Orban has spurned warnings that Hungary -- where households have a large stock of foreign currency debt -- could face market pressure and currency weakness without support from its lenders.
He said the current EU and International Monetary Fund deal would expire in October, and while Hungary would meet its 2010 budget target under the agreement, the government would negotiate with the EU about how and when to bring the deficit below 3%.
Some analysts say concerns about the scale of Hungary's current deficit are overblown given it looks set to cut the shortfall to 3.8% of GDP this year. But markets have been concerned by the government's rhetoric and public railing at the IMF.
The forint slipped 0.8% versus the euro after Moody's warning to 286, but climbed back to 285.45 by 0808 GMT.
Moody's said a review of Hungary's sovereign ratings would focus on the willingness of the government to formulate a coherent reform agenda that could stabilize the economy and the government's financial strength.
But, in line with many analysts, it said it expected Hungary to resume talks with lenders after a municipal vote on October 3 which the ruling Fidesz party is expected to win -- after it swept into power at parliamentary elections in April.

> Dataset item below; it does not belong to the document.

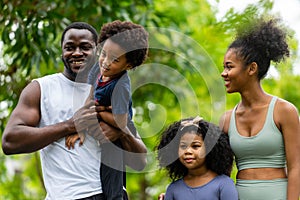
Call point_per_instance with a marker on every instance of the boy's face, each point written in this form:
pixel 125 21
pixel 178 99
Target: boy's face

"Moody's expects the Hungarian government and the EU and IMF to come to an agreement following the local elections (scheduled for October 3), as all sides are aware of the negative consequences of a complete breakdown in the programme," it said.
The agency is likely to confirm Hungary's current rating of Baa1 if there is a credible commitment to the IMF's previously proposed fiscal targets, it said.
"However, if the new fiscal targets that emerge from the next round of talks imply a less rapid fiscal consolidation path, then a one-notch rating downgrade is likely," it said.
Zsolt Kondrat, analyst at MKB said the possibility of a rating downgrade was a direct consequence of the breakdown of talks between the government and the IMF and hints from Orban that they are still looking for ways to go with a looser budget next year.
"I think the big issue is whether the original deficit path is adhered to or not and if not what happens to the debt trajectory," he said.